The Centre, through Attorney General KK Venugopal and Senior Counsel Shyam Divan urge the Supreme Court to set up Constitution Bench to hear the petitions regarding the validity of Aadhaar.

December 2017:

The government tells the Supreme Court that it is willing to extend Aadhaar-linkage deadlines to March 31, 2018.

On December 14, Supreme Court extends the deadline for Aadhaar linkage with bank accounts for non-holder of Aadhaar cards and linkage with mobile numbers to March 31, 2018, in an interim order. The interim order also extends the date for linking Aadhaar for welfare schemes to March 31, 2018.

The three-Judge Bench of Chief Justice Dipak Misra, Justice AM Khanwilkar and Justice DY Chandrachud seeks the Centre’s response in the petition filed by Congress leader Jairam Ramesh over the decision to treat Aadhaar Bill as a Money Bill.

January 2018:

Chief Justice of India Dipak Misra sets up a five-Judge Constitution Bench to hear 28 petitions in the Aadhaar matter.

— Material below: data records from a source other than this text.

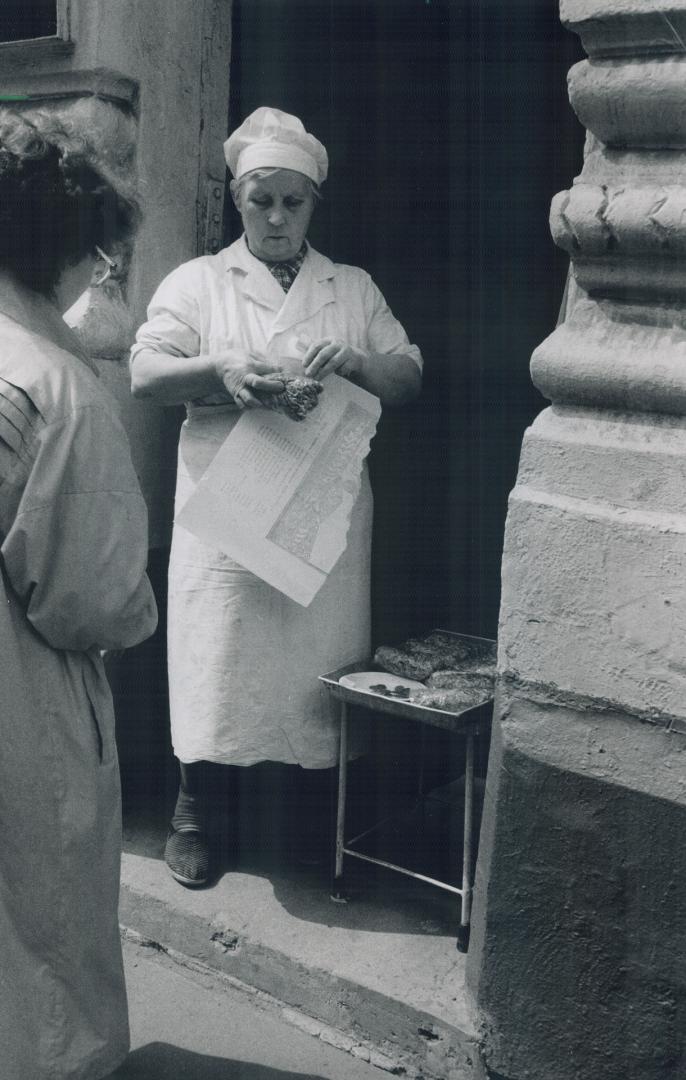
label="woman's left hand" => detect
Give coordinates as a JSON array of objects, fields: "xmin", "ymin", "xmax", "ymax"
[{"xmin": 302, "ymin": 339, "xmax": 366, "ymax": 381}]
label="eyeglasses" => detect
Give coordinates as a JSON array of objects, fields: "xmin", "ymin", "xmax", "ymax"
[{"xmin": 93, "ymin": 246, "xmax": 117, "ymax": 287}]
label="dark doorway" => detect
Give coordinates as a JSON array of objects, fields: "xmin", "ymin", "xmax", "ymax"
[
  {"xmin": 0, "ymin": 0, "xmax": 57, "ymax": 42},
  {"xmin": 228, "ymin": 0, "xmax": 585, "ymax": 645}
]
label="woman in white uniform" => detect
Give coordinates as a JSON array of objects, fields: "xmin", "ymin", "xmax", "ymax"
[
  {"xmin": 0, "ymin": 112, "xmax": 157, "ymax": 1078},
  {"xmin": 131, "ymin": 107, "xmax": 421, "ymax": 887}
]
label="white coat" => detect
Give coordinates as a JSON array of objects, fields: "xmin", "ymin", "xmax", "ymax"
[
  {"xmin": 132, "ymin": 237, "xmax": 421, "ymax": 767},
  {"xmin": 0, "ymin": 288, "xmax": 157, "ymax": 1080}
]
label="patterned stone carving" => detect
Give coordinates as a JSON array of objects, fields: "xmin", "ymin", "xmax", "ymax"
[{"xmin": 505, "ymin": 0, "xmax": 686, "ymax": 701}]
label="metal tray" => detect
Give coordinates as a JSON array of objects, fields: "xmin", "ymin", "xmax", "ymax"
[{"xmin": 319, "ymin": 630, "xmax": 496, "ymax": 733}]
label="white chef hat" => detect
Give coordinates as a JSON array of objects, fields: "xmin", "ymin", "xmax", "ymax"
[{"xmin": 224, "ymin": 107, "xmax": 328, "ymax": 186}]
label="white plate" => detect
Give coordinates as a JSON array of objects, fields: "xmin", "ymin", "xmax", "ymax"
[{"xmin": 338, "ymin": 671, "xmax": 426, "ymax": 698}]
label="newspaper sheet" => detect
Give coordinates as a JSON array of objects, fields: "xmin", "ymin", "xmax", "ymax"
[{"xmin": 175, "ymin": 375, "xmax": 381, "ymax": 607}]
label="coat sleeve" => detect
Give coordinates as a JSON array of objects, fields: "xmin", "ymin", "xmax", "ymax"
[
  {"xmin": 130, "ymin": 262, "xmax": 202, "ymax": 361},
  {"xmin": 1, "ymin": 400, "xmax": 158, "ymax": 652},
  {"xmin": 359, "ymin": 271, "xmax": 423, "ymax": 370}
]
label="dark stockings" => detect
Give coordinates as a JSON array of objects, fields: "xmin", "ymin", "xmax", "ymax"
[
  {"xmin": 297, "ymin": 765, "xmax": 336, "ymax": 820},
  {"xmin": 297, "ymin": 765, "xmax": 337, "ymax": 859},
  {"xmin": 171, "ymin": 761, "xmax": 240, "ymax": 833}
]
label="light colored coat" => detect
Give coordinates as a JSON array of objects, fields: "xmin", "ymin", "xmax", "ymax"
[
  {"xmin": 132, "ymin": 238, "xmax": 421, "ymax": 767},
  {"xmin": 0, "ymin": 290, "xmax": 157, "ymax": 1080}
]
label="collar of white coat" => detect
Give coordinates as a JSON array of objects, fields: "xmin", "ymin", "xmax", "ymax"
[{"xmin": 219, "ymin": 235, "xmax": 337, "ymax": 338}]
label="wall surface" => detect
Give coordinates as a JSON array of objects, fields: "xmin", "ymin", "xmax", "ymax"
[
  {"xmin": 473, "ymin": 688, "xmax": 686, "ymax": 1080},
  {"xmin": 468, "ymin": 3, "xmax": 686, "ymax": 1078}
]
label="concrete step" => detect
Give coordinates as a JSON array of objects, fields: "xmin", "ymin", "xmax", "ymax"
[
  {"xmin": 121, "ymin": 932, "xmax": 398, "ymax": 1077},
  {"xmin": 120, "ymin": 788, "xmax": 483, "ymax": 1080}
]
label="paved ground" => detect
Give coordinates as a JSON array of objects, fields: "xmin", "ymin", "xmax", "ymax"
[
  {"xmin": 114, "ymin": 935, "xmax": 389, "ymax": 1080},
  {"xmin": 116, "ymin": 712, "xmax": 491, "ymax": 1079}
]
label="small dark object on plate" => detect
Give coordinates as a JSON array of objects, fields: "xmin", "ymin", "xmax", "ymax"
[
  {"xmin": 392, "ymin": 686, "xmax": 411, "ymax": 699},
  {"xmin": 258, "ymin": 375, "xmax": 323, "ymax": 421},
  {"xmin": 369, "ymin": 683, "xmax": 412, "ymax": 699}
]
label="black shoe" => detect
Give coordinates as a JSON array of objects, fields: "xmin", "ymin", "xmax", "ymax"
[{"xmin": 164, "ymin": 827, "xmax": 211, "ymax": 888}]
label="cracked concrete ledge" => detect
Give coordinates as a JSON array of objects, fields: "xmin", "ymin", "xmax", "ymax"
[
  {"xmin": 120, "ymin": 854, "xmax": 484, "ymax": 1080},
  {"xmin": 497, "ymin": 672, "xmax": 686, "ymax": 735},
  {"xmin": 122, "ymin": 926, "xmax": 403, "ymax": 1075}
]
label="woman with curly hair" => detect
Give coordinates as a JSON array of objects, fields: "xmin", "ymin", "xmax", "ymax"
[{"xmin": 0, "ymin": 111, "xmax": 157, "ymax": 1080}]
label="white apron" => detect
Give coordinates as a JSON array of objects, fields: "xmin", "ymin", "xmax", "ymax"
[{"xmin": 134, "ymin": 238, "xmax": 421, "ymax": 767}]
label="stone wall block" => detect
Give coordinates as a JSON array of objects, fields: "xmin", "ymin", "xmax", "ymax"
[
  {"xmin": 569, "ymin": 56, "xmax": 686, "ymax": 147},
  {"xmin": 498, "ymin": 403, "xmax": 686, "ymax": 721},
  {"xmin": 517, "ymin": 405, "xmax": 686, "ymax": 515},
  {"xmin": 468, "ymin": 690, "xmax": 686, "ymax": 1080},
  {"xmin": 500, "ymin": 488, "xmax": 686, "ymax": 722}
]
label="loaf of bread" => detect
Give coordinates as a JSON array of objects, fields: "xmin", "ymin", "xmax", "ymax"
[
  {"xmin": 374, "ymin": 632, "xmax": 495, "ymax": 682},
  {"xmin": 426, "ymin": 667, "xmax": 495, "ymax": 689},
  {"xmin": 411, "ymin": 681, "xmax": 493, "ymax": 713},
  {"xmin": 374, "ymin": 641, "xmax": 437, "ymax": 681}
]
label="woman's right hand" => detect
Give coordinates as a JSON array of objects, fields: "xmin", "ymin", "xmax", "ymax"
[{"xmin": 213, "ymin": 352, "xmax": 285, "ymax": 410}]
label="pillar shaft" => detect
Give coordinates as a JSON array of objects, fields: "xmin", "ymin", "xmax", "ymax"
[{"xmin": 468, "ymin": 5, "xmax": 686, "ymax": 1079}]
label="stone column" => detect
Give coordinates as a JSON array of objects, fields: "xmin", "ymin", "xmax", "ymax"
[{"xmin": 467, "ymin": 4, "xmax": 686, "ymax": 1079}]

The hearing begins on January 17. Apart from CJI Misra, Justices AK Sikri, AM Khanwilkar, DY Chandrachud, and Ashok Bhushan are also on the bench.

February 2018:

Supreme Court refuses to extend the deadline for Aadhaar linkage beyond March 31, 2018.

A fresh PIL is filed before the Supreme Court by BJP Spokesperson and Supreme Court Advocate Ashwini Kumar Upadhyay seeking a direction to the Election Commission (EC) to implement an Aadhaar-based voting system. The Court agrees to hear the petition.

March 2018:

Commencing arguments for the Centre, Attorney General KK Venugopal submits that Aadhaar data is stored behind 13 feet high and 5 feet wide walls in servers maintained by the Central Identities Data Repository.

CEO of UIDAI Ajay Bhushan Pandey concedes before the Supreme Court that the Aadhaar biometric authentication process is not one hundred percent secure.

In a significant order, the Supreme Court extends the deadline indefinitely for Aadhaar linkage with mobile numbers and new bank accounts till the final judgment of the Court. However, the deadline for linkage for availing subsidies and welfare schemes is not extended.

April 2018:

According to UIDAI, the failure rate of IRIS scan is 8.54 percent while that of the fingerprint is 6 percent.

The Supreme Court clarifies it had never directed for mandatory linking of Aadhaar with mobile numbers and that the ‘order’ passed in February 2017 was not an order, but a recording of submissions of then AG Mukul Rohatgi, which government misinterpreted as an order.

RBI makes seeding of Aadhaar number in bank accounts mandatory as part of the updated KYC guidelines “subject to the final judgment of the Supreme Court” clarifying that the changes will not have an immediate effect.

May 2018:

The government says Aadhaar is not mandatory for purchase of new SIM cards after the Supreme Court clarifies it never directed for the same to be made mandatory. Centre directs telecom service providers to start accepting alternative documents.

On May 10, the arguments and submissions in the Aadhaar case conclude and the Supreme Court reserves its verdict in what was the second longest hearing before the Supreme Court.